The case of this patient illustrates that a severely injured limb can be salvaged with extensive débridement, deliberate shortening, and subsequent restoration of length with the Ilizarov technique.
Several features of this case report are noteworthy. Distraction was performed through the site of the amputation as well as at the site of the metaphyseal corticotomy. Despite early distraction (on the twentieth day after the injury) through bone and soft tissues that had been severely injured, and although it was necessary to perform a corticotomy to obtain the desired length, regeneration of both ends of the bone was satisfactory. Also, distraction at the sites of the neural and vascular repairs occurred without any apparent adverse effect. Nerve regeneration proceeded to the point that it provided this patient with sensation on the sole of the foot.

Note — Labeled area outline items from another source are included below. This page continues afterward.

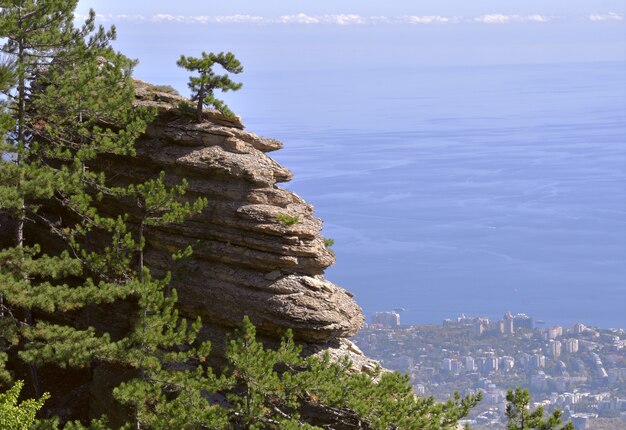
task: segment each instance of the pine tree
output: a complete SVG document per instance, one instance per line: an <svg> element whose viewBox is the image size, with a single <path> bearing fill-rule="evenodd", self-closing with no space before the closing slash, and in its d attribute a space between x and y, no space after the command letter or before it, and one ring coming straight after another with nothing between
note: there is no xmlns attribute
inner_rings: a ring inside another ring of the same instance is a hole
<svg viewBox="0 0 626 430"><path fill-rule="evenodd" d="M108 48L114 31L95 29L93 11L75 28L76 3L13 0L0 11L6 69L14 77L13 85L4 87L12 121L0 144L0 215L15 226L14 246L0 250L0 369L8 349L22 349L27 357L34 312L67 312L132 292L110 264L108 273L91 264L103 258L88 253L80 241L112 224L94 209L104 177L90 170L90 161L102 153L132 152L149 113L132 106L133 63ZM44 202L69 216L61 220L46 213ZM27 225L35 224L62 239L53 253L27 236ZM117 262L118 269L125 263ZM77 278L85 279L81 288L74 284ZM36 367L30 372L37 393Z"/></svg>
<svg viewBox="0 0 626 430"><path fill-rule="evenodd" d="M302 415L312 405L355 428L452 430L480 401L458 394L445 403L419 398L406 375L355 373L347 359L303 358L301 352L289 332L278 349L265 349L244 318L227 352L228 376L236 382L227 395L235 428L319 428Z"/></svg>
<svg viewBox="0 0 626 430"><path fill-rule="evenodd" d="M530 410L530 393L521 387L509 390L506 395L508 430L574 430L571 422L563 424L562 412L556 410L545 417L543 406Z"/></svg>
<svg viewBox="0 0 626 430"><path fill-rule="evenodd" d="M3 430L31 430L37 411L50 397L45 393L38 400L30 399L18 404L23 386L22 381L17 381L5 393L0 393L0 428Z"/></svg>
<svg viewBox="0 0 626 430"><path fill-rule="evenodd" d="M230 90L237 91L243 85L242 83L233 82L228 75L218 75L213 71L213 66L219 64L227 72L235 74L243 72L243 66L232 52L220 52L219 54L202 52L201 58L181 55L176 64L191 72L199 73L199 76L189 78L191 99L196 101L198 122L202 121L202 108L204 106L215 106L217 110L227 116L235 115L222 100L214 95L216 89L224 92Z"/></svg>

This technique has been described previously, but it was associated with treatment of more than two years' duration1,5. Early lengthening after soft-tissue healing in my patient resulted in restoration of the length of the limb and the consolidation of bone in one year. Absolute prerequisites for the use of this technique are the availability of microsurgical expertise and experience in the use of the Ilizarov apparatus. Immediate amputation, fitting with a prosthesis, and early rehabilitation are the standard treatment for most such injuries2. However, the result in this patient, which was a sensate foot and satisfactory function of the limb, was thought to be superior to an amputation.
NOTE: The author thanks Dr. Rodney K. Beals for assistance in the preparation of this manuscript.